Assembly Passes Sideshow Bill Renewal

By J. Douglas Allen-Taylor
Tuesday September 04, 2007

With support from two key East Bay representatives, State Senate President Don Perata’s SB67 sideshow 30-day car confiscation legislation easily passed the state assembly on a 74-0 vote last week. 

The measure has already passed the senate, and now moves to Gov. Arnold Schwarzenegger’s office for consideration. 

Because the bill has received virtually unanimous support from both Democratic and Republican lawmakers in both houses, Schwarzenegger is expected to sign it. 

Assemblymember Loni Hancock (D-Berkeley) was the assembly sponsor for the bill, and Assemblymember Sandré Swanson (D-Oakland) voted in favor. 

Aimed directly at Oakland’s illegal street sideshows, SB67 renews provisions in California law that were originally passed in 2002 but expired in January. 

Under the new law, if it is signed by the governor, as expected, California cities will again be able to seize vehicles whose drivers are accused of violating various reckless driving traffic laws. Cities will also be authorized to hold those vehicles for 30 days, without a prior hearing, solely on the word of a police officer that a violation has occurred. 

Despite the fact that there have been complaints of abuse of the law by Oakland officers, Oakland police officials have failed to provide reports to either the public or city officials on how the confiscation provisions were handled in Oakland in the five years the original law was in effect between 2005 and 2007. 

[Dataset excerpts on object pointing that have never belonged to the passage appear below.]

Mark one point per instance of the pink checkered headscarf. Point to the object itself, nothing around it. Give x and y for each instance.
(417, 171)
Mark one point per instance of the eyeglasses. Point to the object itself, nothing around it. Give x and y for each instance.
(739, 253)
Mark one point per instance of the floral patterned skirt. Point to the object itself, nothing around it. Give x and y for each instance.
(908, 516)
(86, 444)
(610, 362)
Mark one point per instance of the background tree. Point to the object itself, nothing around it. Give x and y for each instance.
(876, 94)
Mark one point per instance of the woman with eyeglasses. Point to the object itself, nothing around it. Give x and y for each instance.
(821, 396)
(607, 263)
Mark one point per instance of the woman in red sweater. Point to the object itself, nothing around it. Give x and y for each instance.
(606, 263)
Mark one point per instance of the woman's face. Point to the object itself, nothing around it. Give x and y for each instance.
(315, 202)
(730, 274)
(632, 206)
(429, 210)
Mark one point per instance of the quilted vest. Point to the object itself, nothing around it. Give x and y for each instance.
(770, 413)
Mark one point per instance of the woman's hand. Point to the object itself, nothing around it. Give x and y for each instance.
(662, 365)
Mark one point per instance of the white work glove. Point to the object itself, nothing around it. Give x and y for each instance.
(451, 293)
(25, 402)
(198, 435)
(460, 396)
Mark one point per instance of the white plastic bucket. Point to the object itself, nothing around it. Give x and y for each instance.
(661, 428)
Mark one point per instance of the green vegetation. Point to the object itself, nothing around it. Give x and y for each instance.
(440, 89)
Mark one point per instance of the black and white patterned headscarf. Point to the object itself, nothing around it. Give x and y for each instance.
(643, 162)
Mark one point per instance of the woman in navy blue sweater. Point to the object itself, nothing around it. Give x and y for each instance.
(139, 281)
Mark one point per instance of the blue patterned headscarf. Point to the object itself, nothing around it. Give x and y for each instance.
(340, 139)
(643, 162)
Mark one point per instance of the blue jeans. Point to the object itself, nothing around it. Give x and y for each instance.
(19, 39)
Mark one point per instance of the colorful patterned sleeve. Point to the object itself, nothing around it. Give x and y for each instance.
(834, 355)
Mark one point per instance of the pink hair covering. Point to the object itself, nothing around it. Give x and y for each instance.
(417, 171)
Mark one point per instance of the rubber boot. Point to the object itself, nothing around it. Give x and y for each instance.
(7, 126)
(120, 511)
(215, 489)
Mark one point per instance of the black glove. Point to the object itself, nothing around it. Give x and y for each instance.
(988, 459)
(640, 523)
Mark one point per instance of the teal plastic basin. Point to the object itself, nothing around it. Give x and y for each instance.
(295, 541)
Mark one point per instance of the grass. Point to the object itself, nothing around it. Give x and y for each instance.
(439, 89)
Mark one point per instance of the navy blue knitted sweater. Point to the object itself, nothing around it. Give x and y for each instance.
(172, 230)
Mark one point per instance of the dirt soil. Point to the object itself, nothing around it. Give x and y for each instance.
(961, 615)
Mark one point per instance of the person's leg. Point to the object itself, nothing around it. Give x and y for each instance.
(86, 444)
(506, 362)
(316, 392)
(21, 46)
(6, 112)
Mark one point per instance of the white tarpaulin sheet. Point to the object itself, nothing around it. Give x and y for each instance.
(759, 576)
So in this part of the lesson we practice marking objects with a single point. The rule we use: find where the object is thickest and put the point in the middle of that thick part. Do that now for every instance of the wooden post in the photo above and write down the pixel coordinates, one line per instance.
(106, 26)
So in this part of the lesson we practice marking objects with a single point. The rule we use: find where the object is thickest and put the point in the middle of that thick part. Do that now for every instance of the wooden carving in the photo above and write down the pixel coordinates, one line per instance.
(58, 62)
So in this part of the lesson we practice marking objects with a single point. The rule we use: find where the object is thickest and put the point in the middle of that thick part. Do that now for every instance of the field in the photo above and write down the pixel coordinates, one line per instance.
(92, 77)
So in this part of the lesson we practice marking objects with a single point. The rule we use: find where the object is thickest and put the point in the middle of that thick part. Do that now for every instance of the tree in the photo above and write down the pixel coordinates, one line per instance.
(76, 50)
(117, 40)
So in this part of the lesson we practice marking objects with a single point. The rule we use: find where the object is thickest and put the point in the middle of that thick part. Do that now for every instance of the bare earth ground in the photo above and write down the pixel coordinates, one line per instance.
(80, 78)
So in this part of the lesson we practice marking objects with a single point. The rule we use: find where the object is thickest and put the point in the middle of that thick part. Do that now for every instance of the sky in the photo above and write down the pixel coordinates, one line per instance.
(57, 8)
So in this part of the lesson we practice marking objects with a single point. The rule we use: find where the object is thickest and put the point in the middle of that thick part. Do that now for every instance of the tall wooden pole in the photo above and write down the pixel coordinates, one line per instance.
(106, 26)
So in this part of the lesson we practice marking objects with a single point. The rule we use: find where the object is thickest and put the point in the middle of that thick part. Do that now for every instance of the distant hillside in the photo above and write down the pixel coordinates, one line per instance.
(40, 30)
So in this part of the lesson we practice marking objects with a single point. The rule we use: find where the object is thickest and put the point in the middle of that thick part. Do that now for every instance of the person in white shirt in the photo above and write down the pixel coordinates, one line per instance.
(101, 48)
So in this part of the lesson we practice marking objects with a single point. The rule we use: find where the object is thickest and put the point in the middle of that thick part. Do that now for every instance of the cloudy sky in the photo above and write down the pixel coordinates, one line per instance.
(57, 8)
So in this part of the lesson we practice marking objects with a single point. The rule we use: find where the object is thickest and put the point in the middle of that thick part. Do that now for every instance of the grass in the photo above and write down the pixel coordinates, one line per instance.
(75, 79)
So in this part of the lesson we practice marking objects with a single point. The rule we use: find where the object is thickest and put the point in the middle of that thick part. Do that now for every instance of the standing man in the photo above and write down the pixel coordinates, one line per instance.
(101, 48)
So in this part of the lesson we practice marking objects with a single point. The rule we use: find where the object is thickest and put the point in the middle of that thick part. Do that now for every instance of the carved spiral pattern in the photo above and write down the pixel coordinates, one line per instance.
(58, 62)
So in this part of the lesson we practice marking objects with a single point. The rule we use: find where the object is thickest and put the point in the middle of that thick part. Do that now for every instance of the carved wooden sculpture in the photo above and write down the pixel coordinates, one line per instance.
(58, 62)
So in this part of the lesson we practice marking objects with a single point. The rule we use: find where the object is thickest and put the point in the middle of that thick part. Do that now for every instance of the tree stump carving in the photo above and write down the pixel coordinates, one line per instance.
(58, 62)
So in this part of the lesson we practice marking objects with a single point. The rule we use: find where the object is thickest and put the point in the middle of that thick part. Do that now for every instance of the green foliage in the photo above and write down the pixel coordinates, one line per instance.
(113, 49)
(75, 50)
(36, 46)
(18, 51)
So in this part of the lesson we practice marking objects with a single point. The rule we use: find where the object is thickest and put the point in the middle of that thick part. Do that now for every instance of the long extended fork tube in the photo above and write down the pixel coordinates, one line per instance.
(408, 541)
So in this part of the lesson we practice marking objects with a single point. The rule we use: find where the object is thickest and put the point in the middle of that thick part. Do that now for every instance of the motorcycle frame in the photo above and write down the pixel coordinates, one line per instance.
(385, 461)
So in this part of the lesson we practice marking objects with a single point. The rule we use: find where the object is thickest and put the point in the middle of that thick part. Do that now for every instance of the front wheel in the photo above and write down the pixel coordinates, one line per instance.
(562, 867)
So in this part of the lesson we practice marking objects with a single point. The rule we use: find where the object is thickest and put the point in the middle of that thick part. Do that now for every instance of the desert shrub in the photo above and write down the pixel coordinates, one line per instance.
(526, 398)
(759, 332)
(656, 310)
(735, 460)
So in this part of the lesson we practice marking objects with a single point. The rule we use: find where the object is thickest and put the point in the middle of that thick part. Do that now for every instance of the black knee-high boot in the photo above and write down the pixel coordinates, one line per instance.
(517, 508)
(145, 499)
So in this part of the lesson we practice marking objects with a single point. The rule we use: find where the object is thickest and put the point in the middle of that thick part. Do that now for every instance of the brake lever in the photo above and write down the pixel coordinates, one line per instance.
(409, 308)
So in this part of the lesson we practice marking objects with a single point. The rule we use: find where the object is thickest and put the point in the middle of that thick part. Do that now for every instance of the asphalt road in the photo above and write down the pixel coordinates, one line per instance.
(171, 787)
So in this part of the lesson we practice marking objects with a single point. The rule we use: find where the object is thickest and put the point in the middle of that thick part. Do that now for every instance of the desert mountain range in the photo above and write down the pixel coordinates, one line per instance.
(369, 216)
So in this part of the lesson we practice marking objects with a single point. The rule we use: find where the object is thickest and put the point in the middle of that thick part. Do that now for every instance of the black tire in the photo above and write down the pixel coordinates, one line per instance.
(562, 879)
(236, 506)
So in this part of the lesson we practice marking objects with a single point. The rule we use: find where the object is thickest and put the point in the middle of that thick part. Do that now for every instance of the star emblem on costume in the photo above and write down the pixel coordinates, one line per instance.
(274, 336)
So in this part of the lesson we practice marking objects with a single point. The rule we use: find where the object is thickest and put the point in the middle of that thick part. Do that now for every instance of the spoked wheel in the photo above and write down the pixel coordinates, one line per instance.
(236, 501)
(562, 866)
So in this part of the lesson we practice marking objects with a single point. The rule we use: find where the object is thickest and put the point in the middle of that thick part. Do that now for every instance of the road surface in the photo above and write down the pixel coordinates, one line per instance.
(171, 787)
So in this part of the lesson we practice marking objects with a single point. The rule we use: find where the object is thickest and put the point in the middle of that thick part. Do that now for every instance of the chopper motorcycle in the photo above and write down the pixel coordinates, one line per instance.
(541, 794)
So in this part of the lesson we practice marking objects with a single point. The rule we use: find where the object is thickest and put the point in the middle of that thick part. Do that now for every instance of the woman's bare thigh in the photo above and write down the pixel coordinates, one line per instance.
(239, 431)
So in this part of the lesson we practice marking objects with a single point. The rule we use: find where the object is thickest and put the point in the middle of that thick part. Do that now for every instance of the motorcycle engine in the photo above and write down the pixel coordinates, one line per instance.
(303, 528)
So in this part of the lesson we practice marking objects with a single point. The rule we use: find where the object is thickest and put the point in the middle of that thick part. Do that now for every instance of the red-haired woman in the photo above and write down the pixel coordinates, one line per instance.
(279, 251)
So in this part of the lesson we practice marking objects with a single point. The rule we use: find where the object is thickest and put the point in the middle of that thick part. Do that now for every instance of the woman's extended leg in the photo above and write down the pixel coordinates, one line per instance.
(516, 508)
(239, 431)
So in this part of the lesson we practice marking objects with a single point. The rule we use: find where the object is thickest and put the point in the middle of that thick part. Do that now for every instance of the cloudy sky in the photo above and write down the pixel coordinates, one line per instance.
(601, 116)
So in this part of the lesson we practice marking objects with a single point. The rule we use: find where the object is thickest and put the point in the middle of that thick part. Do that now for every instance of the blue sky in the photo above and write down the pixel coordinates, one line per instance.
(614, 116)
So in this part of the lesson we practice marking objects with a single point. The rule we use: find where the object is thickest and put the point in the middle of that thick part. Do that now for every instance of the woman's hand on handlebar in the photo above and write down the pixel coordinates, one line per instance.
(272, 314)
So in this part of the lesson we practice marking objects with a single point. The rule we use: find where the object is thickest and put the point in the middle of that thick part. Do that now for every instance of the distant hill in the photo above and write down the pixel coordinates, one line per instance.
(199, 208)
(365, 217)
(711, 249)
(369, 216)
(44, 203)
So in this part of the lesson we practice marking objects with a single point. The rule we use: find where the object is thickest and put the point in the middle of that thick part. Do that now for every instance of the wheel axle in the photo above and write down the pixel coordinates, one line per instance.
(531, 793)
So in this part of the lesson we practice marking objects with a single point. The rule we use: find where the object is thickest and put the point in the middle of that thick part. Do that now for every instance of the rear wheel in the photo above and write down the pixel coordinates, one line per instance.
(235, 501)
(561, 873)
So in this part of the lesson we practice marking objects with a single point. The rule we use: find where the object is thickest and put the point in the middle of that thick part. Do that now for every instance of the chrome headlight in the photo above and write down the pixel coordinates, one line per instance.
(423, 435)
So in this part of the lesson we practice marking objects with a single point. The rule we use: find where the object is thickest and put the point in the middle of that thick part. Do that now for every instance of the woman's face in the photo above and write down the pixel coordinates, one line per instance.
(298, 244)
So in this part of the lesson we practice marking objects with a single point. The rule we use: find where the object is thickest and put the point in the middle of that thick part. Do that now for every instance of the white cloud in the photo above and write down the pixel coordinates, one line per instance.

Last month, the California Supreme Court ruled against a City of Stockton ordinance that allowed such no-trial vehicle confiscations in drug and prostitution pickup cases on the grounds that city’s did not have the authority to pass such laws when state laws were already in effect. That nullified car confiscation ordinances passed at the city level by cities such as Oakland, but had no effect on such laws passed by the legislature. Despite asking lawyers to provide briefs on the constitutionality of the non-hearing car seizures, the court decided not to rule on the constitutionality of such seizures.